Understanding Human Limits in Pattern Recognition: A Computational Model of Sequential Reasoning in Rock, Paper, Scissors

How do we predict others from patterns in their behavior and what are the computational constraints that limit this ability? We investigate these questions by modeling human behavior over repeated games of rock, paper, scissors from Brockbank & Vul (2024). Against algorithmic opponents that varied in strategic sophistication, people readily exploit simple transition patterns (e.g., consistently playing rock after paper) but struggle to detect more complex sequential dependencies. To understand the cognitive mechanisms underlying these abilities and their limitations, we deploy Hypothetical Minds (HM), a large language model-based agent that generates and tests hypotheses about opponent strategies, as a cognitive model of this behavior (Cross et al., 2024). We show that when applied to the same experimental conditions, HM closely mirrors human performance patterns, succeeding and failing in similar ways.
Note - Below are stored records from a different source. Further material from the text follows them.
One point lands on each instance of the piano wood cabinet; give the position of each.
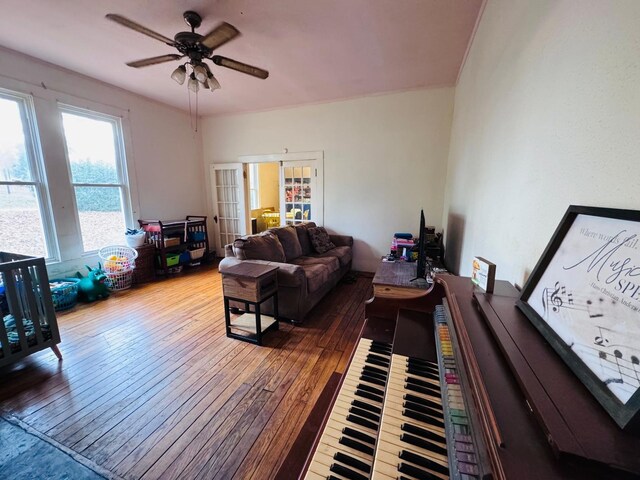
(175, 237)
(457, 357)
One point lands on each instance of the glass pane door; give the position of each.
(299, 189)
(228, 190)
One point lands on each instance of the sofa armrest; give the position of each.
(342, 240)
(289, 275)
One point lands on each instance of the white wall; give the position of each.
(166, 155)
(546, 115)
(384, 159)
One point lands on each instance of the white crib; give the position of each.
(29, 321)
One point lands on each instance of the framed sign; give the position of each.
(584, 297)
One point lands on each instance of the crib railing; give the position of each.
(29, 321)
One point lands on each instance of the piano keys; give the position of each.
(433, 421)
(346, 447)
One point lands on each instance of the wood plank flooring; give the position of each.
(151, 388)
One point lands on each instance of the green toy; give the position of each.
(93, 286)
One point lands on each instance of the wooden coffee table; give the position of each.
(251, 284)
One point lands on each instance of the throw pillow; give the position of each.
(264, 246)
(320, 239)
(289, 241)
(303, 237)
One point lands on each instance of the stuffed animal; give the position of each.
(93, 286)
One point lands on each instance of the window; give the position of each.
(254, 186)
(25, 219)
(95, 152)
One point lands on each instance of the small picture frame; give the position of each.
(584, 298)
(483, 274)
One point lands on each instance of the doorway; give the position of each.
(264, 195)
(243, 193)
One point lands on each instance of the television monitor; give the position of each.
(421, 269)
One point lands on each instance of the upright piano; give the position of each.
(447, 381)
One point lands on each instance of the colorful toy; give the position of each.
(93, 286)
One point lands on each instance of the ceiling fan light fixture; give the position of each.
(179, 74)
(200, 71)
(213, 83)
(193, 84)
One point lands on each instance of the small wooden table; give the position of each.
(251, 284)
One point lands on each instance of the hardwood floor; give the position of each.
(150, 387)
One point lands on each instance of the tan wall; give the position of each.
(546, 115)
(384, 159)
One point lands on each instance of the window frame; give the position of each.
(122, 165)
(35, 162)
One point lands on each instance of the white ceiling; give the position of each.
(315, 51)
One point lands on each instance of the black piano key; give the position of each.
(347, 472)
(365, 414)
(377, 361)
(424, 462)
(358, 435)
(369, 395)
(422, 401)
(374, 380)
(420, 361)
(374, 371)
(369, 388)
(352, 462)
(416, 472)
(351, 443)
(424, 391)
(367, 406)
(422, 373)
(380, 350)
(425, 444)
(379, 356)
(416, 407)
(422, 383)
(423, 418)
(362, 421)
(423, 432)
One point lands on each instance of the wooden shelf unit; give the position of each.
(192, 232)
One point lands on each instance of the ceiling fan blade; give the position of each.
(239, 66)
(153, 60)
(219, 36)
(139, 28)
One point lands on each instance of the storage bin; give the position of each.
(196, 254)
(64, 293)
(171, 242)
(120, 281)
(173, 259)
(197, 236)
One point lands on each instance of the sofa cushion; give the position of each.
(316, 275)
(342, 254)
(320, 239)
(303, 237)
(264, 246)
(331, 262)
(289, 240)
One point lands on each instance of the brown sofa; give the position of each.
(304, 276)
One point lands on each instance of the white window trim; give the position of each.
(121, 164)
(35, 160)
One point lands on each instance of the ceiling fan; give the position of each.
(197, 48)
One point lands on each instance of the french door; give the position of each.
(227, 185)
(300, 197)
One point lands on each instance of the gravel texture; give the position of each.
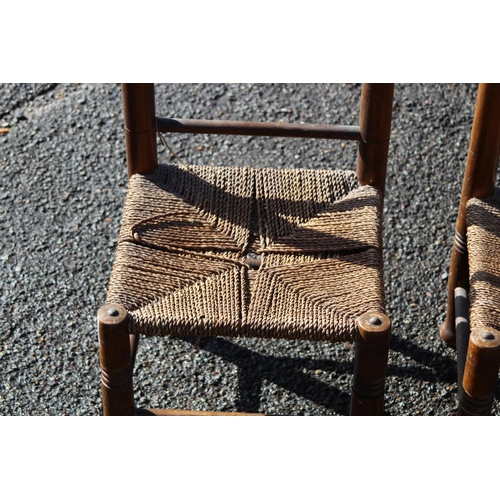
(63, 181)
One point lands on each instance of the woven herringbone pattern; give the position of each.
(181, 268)
(483, 245)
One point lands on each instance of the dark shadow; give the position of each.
(286, 372)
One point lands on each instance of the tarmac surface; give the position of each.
(63, 182)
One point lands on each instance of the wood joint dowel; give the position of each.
(116, 360)
(370, 364)
(481, 372)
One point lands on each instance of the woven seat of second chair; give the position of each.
(189, 233)
(483, 246)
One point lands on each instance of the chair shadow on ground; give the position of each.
(291, 373)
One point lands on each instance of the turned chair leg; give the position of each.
(480, 373)
(370, 364)
(116, 360)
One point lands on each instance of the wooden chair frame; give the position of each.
(117, 348)
(478, 354)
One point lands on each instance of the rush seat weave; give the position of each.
(483, 246)
(188, 234)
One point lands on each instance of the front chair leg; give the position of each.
(480, 373)
(370, 364)
(116, 360)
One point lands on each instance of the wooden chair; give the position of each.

To better understand the source of HM's failures and whether people might face similar cognitive bottlenecks in this context, we performed a series of ablations and augmentations targeting different components of the system. When provided with natural language descriptions of the opponents' strategies, HM successfully exploited 6/7 bot opponents with win rates >80% suggesting that accurate hypothesis generation is the primary cognitive bottleneck in this task. Further, by systematically manipulating the model's hypotheses through pedagogically-inspired interventions, we find that the model substantially updates its causal understanding of opponent behavior, revealing how model-based analyses can produce testable hypotheses about human cognition.